By the way, MiniChamps and Kyosho supply almost all of BMW's models you can buy from the dealership. But VinceTopazBlau is your best bet to find hard to find models, especially BMW ones.


----------



## sp330i (Dec 26, 2001)

Wish I could find an '01 330i with sport package. No luck so far


----------



## Mr Paddle.Shift (Dec 19, 2001)

Post face lifted E46 models won't be out in another month or so.

Upcoming releases include E60 5er and M3 CSL.



james330x said:


> *Hello all,
> 
> Just thought I'd get an E46 Die Cast sedan. I'd preferably like a post facelift one, though I don't know if one is available. Does anyone know the best E46 Die Cast? I've checked the BMW ones available through their lifestyle catalog but they're abysmal. Any info greatly appreciated. *


----------



## tgravo2 (Dec 7, 2002)

*Re: Re: 1:18 E46 Sedan Die Cast Cars. Anyone know the best one?*



VinceTopasBlau3 said:


> *Post face lifted E46 models won't be out in another month or so.
> 
> Upcoming releases include E60 5er and M3 CSL. *


Vince Please let us know when they come out and give us a link. I have been looking for a Ti Silver 325 sedan, with SP hopefully, thanks :thumbup:


----------



## Pete Teoh (Jan 27, 2002)

*Re: Re: Re: 1:18 E46 Sedan Die Cast Cars. Anyone know the best one?*



tgravo2 said:


> *Vince Please let us know when they come out and give us a link.
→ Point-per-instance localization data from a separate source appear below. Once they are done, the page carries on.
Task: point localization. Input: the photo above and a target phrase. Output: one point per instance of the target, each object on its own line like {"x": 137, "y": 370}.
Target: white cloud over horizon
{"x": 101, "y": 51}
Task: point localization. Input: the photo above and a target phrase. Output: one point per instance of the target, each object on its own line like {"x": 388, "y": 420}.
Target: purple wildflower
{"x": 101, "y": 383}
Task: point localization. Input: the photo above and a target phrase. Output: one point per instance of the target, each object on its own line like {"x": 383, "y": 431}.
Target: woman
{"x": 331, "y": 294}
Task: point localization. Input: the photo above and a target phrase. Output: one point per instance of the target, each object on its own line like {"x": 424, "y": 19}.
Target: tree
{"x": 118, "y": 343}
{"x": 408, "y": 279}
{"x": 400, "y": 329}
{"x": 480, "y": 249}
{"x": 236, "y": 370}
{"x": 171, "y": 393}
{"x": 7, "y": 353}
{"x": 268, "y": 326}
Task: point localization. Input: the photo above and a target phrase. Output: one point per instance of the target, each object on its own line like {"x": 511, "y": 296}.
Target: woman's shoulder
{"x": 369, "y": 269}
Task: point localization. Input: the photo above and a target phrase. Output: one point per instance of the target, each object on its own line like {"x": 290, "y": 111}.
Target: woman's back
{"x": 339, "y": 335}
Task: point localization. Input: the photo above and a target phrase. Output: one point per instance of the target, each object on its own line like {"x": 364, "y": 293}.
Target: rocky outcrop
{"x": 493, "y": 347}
I have been looking for a Ti Silver 325 sedan, with SP hopefully, thanks :thumbup: *


Me too, except in steel blue. :thumbup:


----------



## Ack (Mar 16, 2002)

Kyosho makes some of the best models of BMW's. Here are the pics from a black M3 model I picked up a few months ago. The detail is amazing. These models run about $55 for the 1:18th scale.


----------



## bmw325 (Dec 19, 2001)

I have a UT model in that size its a silver 328i sport. Its not so well built-- but I'm probably being picky.


----------



## Mr Paddle.Shift (Dec 19, 2001)

UT models have been rather sloppy during the early years. They have since merged with Minichamps.
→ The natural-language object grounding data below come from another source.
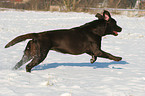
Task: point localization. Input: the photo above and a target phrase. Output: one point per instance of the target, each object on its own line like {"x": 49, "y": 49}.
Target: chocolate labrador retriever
{"x": 83, "y": 39}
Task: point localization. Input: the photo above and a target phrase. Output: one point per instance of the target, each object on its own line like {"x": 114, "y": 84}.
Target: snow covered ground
{"x": 68, "y": 75}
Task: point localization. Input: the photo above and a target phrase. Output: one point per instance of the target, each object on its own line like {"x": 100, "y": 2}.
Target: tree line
{"x": 66, "y": 5}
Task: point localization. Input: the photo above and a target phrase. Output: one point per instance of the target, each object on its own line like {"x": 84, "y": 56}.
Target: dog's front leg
{"x": 94, "y": 58}
{"x": 103, "y": 54}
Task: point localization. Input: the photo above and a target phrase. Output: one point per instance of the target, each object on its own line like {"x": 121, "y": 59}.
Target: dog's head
{"x": 111, "y": 26}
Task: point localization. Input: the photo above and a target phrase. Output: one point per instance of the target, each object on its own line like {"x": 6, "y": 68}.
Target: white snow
{"x": 70, "y": 75}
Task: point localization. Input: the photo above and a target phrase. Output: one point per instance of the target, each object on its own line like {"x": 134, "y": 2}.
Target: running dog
{"x": 83, "y": 39}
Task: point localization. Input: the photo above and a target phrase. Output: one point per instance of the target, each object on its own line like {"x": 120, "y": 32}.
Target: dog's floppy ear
{"x": 106, "y": 15}
{"x": 99, "y": 16}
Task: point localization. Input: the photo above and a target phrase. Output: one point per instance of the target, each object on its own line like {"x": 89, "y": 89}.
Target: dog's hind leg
{"x": 42, "y": 49}
{"x": 27, "y": 55}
At one point, Kyosho and Autoart surpassed Minichamps in terms of quality and details. But Minichamps have been improving very well for the last couple of years.



robg said:


> *I have a UT model in that size its a silver 328i sport. Its not so well built-- but I'm probably being picky. *


----------



## james330x (Apr 14, 2002)

Wow! Good to hear that there's a facelifted version coming out!Thanks for all the great info. I want more than one now (an M3 from Autoart and a version of a facelift 330i).


----------



## LIL RAJA (Feb 27, 2002)

let me check in this and get back to you guys on this later tonight.

LIL Raja


----------



## GimpyMcFarlan (Aug 13, 2002)

I have yet to see a 330 model in either the sedan or coupe. I have a UT Models 328i (red) and Kyosho 328Ci (blue).


----------



## LIL RAJA (Feb 27, 2002)

UT Model has been discontinued.
As for the kyosho is still in production and the color is blue.
price is 59$ plus shipping....

let me know if you are interested.

Thanks!
Raja


----------



## LIL RAJA (Feb 27, 2002)

unfortunately no. 
I am a collector of 1:18 scale model and work with this company to locate hard to find models. I spend last 1/2 hour looking for a sedan, but no luck.
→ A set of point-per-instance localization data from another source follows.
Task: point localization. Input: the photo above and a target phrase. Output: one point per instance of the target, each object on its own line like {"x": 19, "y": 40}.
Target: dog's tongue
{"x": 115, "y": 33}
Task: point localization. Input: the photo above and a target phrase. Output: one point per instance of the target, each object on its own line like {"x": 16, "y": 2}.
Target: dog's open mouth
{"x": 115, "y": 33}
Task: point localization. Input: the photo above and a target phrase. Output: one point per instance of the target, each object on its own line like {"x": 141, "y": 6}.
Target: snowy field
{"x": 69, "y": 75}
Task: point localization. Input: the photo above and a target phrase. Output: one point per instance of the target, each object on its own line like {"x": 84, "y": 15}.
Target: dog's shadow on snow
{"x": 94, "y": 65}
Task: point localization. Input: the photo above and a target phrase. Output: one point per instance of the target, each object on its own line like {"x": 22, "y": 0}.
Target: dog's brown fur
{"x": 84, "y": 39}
I checked over 10 different manufaturers, but seems like it's not so much in demand for them to carry them...

sorry... if you need m3, or hard to find ferrari then let me know.
or even nissan skyline ....

thanks!

Raja


----------



## LIL RAJA (Feb 27, 2002)

http://www.bimmersmodelworld.com/

try them. they seem to have some of the models available but quiet expensive.

raja


----------



## Mr Paddle.Shift (Dec 19, 2001)

Hrm Raja, you trying to do business here?:dunno:

There is no need to search really. No 330i models were *ever* made. Closest is 1/18 330cic by Kyosho, in sand biege and green and with M68 wheels. Any collector would have known that. Ask the man who has 250 and more BMW models in his private collection. BMWs and nothing else. Bet you didn't know that BMW is releasing E46 M3 CSL in 1/43 too.

Since you're a Ferrari collector, without searching the internet, how many companies fabricate the model of Ferrari 456 'Venice' Cabriolet' ?



LIL RAJA said:


> *unfortunately no.
> I am a collector of 1:18 scale model and work with this company to locate hard to find models. I spend last 1/2 hour looking for a sedan, but no luck.
> 
> I checked over 10 different manufaturers, but seems like it's not so much in demand for them to carry them...
> ...


----------



## SARAFIL (Feb 19, 2003)

rumatt said:


> *Hmmm. Got a picture by any chance?
> *


----------



## Mr Paddle.Shift (Dec 19, 2001)

Guys,

If you absolutely have to buy BMW models, don't buy from:

1. http://www.bimmersmodelworld.com/

-> Way too expensive. They mark up the price of the BMW models which can be easily obtained from your dealer. The prices are even higher than the official BMWNA website (bmwonline.com). Once I emailed George and asked why did he price the BMW Motorsport Diorama (contains three 1/87 BMW touring cars) higher than BMWNA, he said it was a rare and hard to find piece. This model is still in stock from BMWNA.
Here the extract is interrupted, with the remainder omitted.